Wockhardt’s Woes Continue With Blood Pressure Tablet Recall
Beleaguered Indian generics maker Wockhardt is recalling 93,393 bottles of its blood pressure medicine Captopril in the U.S., after discovering the tablets failed to meet specification for thickness.
Wockhardt’s U.S. arm initiated the nationwide voluntary Class II recall of 13 lots of the drug on March 12. The recall is included in a May 13 FDA Enforcement Report.
This is Wockhardt’s second recall in as many months. On April 28, the company began recalling from the U.S. market all remaining batches of 12 to 15 products made at its Waluj and Chikalthana, India, plants, due to quality concerns.

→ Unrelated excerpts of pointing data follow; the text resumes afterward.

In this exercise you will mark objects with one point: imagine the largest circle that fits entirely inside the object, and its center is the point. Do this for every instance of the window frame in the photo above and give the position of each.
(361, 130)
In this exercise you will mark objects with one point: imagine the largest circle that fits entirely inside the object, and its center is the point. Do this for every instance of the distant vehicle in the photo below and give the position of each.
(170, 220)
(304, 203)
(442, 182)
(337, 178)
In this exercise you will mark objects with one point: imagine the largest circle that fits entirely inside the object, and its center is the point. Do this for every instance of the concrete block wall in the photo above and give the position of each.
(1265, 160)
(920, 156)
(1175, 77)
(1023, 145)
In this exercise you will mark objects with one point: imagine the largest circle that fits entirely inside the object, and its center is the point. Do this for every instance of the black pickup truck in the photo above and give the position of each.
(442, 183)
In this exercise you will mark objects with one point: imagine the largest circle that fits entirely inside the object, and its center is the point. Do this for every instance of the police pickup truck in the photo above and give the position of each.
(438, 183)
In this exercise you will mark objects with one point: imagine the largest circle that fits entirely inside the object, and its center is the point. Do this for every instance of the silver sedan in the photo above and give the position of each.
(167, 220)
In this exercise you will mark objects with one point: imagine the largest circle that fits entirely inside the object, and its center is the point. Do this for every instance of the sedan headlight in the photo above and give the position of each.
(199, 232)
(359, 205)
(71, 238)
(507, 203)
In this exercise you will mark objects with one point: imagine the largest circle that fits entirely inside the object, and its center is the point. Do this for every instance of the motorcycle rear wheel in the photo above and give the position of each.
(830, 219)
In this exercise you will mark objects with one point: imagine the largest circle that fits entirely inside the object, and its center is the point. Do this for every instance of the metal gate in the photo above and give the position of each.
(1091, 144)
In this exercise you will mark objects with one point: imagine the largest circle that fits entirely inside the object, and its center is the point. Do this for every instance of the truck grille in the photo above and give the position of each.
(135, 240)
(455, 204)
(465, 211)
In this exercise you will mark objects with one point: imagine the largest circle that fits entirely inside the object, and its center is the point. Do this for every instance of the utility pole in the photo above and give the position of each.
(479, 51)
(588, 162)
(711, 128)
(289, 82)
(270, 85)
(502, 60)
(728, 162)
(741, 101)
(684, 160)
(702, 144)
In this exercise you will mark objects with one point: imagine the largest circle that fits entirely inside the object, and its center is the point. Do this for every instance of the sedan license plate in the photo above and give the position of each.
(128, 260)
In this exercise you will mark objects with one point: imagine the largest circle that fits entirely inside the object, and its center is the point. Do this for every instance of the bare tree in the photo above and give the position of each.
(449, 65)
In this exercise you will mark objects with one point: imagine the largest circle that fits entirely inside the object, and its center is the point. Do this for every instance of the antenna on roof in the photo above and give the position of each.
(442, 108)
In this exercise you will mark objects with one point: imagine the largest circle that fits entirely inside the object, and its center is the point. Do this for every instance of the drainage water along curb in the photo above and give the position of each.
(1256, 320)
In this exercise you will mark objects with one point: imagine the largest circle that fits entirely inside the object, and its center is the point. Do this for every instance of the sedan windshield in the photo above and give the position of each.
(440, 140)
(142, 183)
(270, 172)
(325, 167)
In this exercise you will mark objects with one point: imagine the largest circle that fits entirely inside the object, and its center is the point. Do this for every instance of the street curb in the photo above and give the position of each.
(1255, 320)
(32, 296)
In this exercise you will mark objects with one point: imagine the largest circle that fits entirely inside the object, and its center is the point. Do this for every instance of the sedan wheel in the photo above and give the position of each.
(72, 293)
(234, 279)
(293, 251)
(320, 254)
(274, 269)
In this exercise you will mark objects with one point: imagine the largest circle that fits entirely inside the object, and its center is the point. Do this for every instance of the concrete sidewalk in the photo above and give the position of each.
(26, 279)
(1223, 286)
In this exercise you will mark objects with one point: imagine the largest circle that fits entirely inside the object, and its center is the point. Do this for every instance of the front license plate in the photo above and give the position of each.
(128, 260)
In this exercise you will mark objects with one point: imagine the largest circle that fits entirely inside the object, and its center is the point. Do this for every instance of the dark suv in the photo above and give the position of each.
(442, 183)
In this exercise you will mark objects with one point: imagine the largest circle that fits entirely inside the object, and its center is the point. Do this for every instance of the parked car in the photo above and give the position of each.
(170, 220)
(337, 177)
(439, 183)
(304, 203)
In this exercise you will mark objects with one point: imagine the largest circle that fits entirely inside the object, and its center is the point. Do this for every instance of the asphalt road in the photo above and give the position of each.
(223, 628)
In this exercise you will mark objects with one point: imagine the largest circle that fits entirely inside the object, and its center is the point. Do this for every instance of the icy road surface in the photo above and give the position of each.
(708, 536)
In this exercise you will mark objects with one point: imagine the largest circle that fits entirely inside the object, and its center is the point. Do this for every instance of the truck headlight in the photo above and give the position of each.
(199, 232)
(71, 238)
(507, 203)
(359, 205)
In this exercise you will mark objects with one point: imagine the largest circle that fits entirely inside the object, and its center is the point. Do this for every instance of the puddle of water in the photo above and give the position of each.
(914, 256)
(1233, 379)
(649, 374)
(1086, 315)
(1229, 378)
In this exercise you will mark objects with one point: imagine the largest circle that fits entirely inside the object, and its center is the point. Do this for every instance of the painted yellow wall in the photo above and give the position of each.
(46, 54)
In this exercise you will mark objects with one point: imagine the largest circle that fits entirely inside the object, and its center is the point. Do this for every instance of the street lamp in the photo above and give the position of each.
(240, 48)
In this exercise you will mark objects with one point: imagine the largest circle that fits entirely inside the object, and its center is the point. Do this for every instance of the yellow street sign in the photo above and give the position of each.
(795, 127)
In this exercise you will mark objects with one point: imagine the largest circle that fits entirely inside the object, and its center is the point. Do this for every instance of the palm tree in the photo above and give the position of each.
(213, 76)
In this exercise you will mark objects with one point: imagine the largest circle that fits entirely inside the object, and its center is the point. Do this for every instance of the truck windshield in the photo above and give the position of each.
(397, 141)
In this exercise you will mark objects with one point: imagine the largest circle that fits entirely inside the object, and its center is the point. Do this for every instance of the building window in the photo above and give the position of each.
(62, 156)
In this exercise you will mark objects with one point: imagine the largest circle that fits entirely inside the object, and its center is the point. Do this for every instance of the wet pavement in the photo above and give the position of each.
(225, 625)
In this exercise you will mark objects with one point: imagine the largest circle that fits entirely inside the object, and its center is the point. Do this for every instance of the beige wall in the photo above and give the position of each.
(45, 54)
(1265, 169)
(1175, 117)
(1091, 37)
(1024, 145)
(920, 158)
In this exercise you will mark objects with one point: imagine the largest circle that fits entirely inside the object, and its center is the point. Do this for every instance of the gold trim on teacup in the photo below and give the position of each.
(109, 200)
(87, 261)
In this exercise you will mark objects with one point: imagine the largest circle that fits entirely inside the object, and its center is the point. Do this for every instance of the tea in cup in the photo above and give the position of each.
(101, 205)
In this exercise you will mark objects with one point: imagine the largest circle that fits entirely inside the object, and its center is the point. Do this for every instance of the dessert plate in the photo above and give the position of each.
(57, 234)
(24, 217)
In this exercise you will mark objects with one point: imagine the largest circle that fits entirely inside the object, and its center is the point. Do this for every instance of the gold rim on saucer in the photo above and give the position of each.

It’s not clear what plant manufactured the Captopril tablets. The Waluj and Chikalthana facilities have been under an FDA import alert banning distribution of their products in the U.S. since November 2013.
The latest recalls follow two major recalls last year related to issues affecting how drugs dissolved. In April 2014, Wockhardt recalled 109,744 bottles of its hypertension drug metoprolol, and three months later recalled more than 11,600 bottles of generic Toprol-XL.
Last April, India suspended sales of Wockhardt’s fixed-dose combination dicyclomine hydrochloride 10 mg, tramadol hydrochloride 50 mg and acetaminophen 325 mg following the FDA import alert and the July recall. Regulators in the UK also ordered the firm to stop making products for the European market.
Wockhardt did not return a request for comment by press time.